O usufruto confere ao usufrutuário o direito de usar, gozar e fruir do bem, enquanto o nu-proprietário detém o direito de dispor dele.

  • Objeto: O usufruto pode recair sobre bens móveis ou imóveis, um patrimônio inteiro ou parte dele.
  • Características: É um direito real temporário e personalíssimo.
  • Extinção: A morte do usufrutuário é a forma de ensejar a extinção do usufruto vitalício.
  • Usufruto Sucessivo: O usufruto sucessivo é proibido, pois a morte do usufrutuário extingue o instituto.
  • Direito de Acrescer (Art. 1.411): Em caso de co-usufruto (usufruto simultâneo em favor de duas ou mais pessoas), o direito de acrescer (a parte do falecido ir para o sobrevivente) não é automático, mas deve ser estipulado expressamente.
  • Quase Usufruto: Admite-se usufruto sobre bens consumíveis ou fungíveis, chamado quase usufruto ou usufruto impróprio. Neste caso, o usufrutuário pode consumir o bem, mas tem o dever de restituir ao nu-proprietário o equivalente em gênero, qualidade ou quantidade ao final do usufruto.
  • Pessoa Jurídica: O usufruto em favor de pessoa jurídica não pode exceder o prazo de 30 anos.
  • Impenhorabilidade: O direito real de usufruto tem natureza personalíssima e não pode ser penhorado. Contudo, o exercício do usufruto pode ser penhorado, ou seja, os frutos colhidos (ex: o valor do aluguel do imóvel) podem ser objeto de penhora.

D. Direito Real de Uso e Habitação

São direitos assemelhados ao usufruto, sendo o Uso intermediário e a Habitação mais restrita.

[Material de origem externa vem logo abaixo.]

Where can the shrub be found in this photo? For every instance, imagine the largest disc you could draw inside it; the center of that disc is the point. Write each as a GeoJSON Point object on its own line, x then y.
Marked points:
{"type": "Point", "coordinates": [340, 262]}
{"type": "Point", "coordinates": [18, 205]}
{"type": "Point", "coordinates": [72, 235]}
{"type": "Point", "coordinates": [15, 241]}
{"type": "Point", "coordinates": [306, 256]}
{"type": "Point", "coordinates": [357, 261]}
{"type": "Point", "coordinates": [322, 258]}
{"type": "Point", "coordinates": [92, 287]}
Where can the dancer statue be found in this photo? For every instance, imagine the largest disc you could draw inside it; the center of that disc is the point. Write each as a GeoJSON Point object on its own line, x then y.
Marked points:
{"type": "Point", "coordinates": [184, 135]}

  • Uso: O usuário tem o direito de usar, gozar e fruir, mas este jus fruendi (direito de fruir) é limitado às necessidades suas e de sua família.
  • Habitação: É o direito mais restrito, consistindo apenas no direito de habitar gratuitamente casa alheia com sua família, sem poder alugar, emprestar ou ceder.
  • Habitação Legal: A lei garante o direito real de habitação ao cônjuge ou companheiro sobrevivente sobre o imóvel destinado à residência da família, desde que seja o único daquela natureza a inventariar, qualquer que seja o regime de bens.

E. Direito Real do Promitente Comprador (Arts. 1.417 e 1.418, CC)

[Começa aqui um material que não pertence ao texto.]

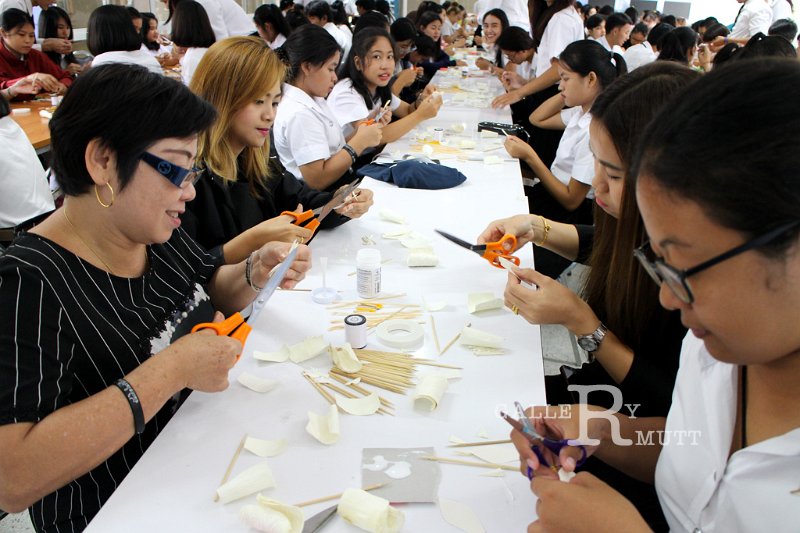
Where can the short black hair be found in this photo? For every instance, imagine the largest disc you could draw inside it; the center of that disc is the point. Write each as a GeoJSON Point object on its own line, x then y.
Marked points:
{"type": "Point", "coordinates": [110, 29]}
{"type": "Point", "coordinates": [191, 27]}
{"type": "Point", "coordinates": [156, 107]}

Surge de uma promessa de compra e venda de bem imóvel, na qual foi estipulada cláusula de irretratabilidade (não se pactuou arrependimento).

  • Constituição: Para ter eficácia erga omnes, o contrato preliminar deve ser levado a registro imobiliário.
  • Adjudicação Compulsória: Se o promitente vendedor se recusar a outorgar a escritura definitiva, o promitente comprador pode requerer ao juiz a adjudicação compulsória do imóvel.
  • Súmula 239/STJ: A adjudicação compulsória é direito do promitente comprador mesmo que a promessa de compra e venda não tenha sido levada a registro (mas, neste caso, o direito não será oponível a terceiros de boa-fé).

Esquema para fixação:

Se o Direito Obrigacional é um plano de voo que vincula o passageiro (credor) ao piloto (devedor) para uma viagem (prestação), os Direitos Reais são a Torre de Controle que estabelece as regras de domínio sobre a Pista (o Bem). A Propriedade é o direito de ser o único a pousar e decolar (usar, gozar, dispor), e os Direitos Reais sobre Coisa Alheia (como o Usufruto ou a Servidão) são permissões regulamentadas que a Torre de Controle concede a terceiros para utilizar a Pista de forma limitada e sob regras estritas, garantindo que o Proprietário (fundeiro/nu-proprietário) não perca seu domínio principal.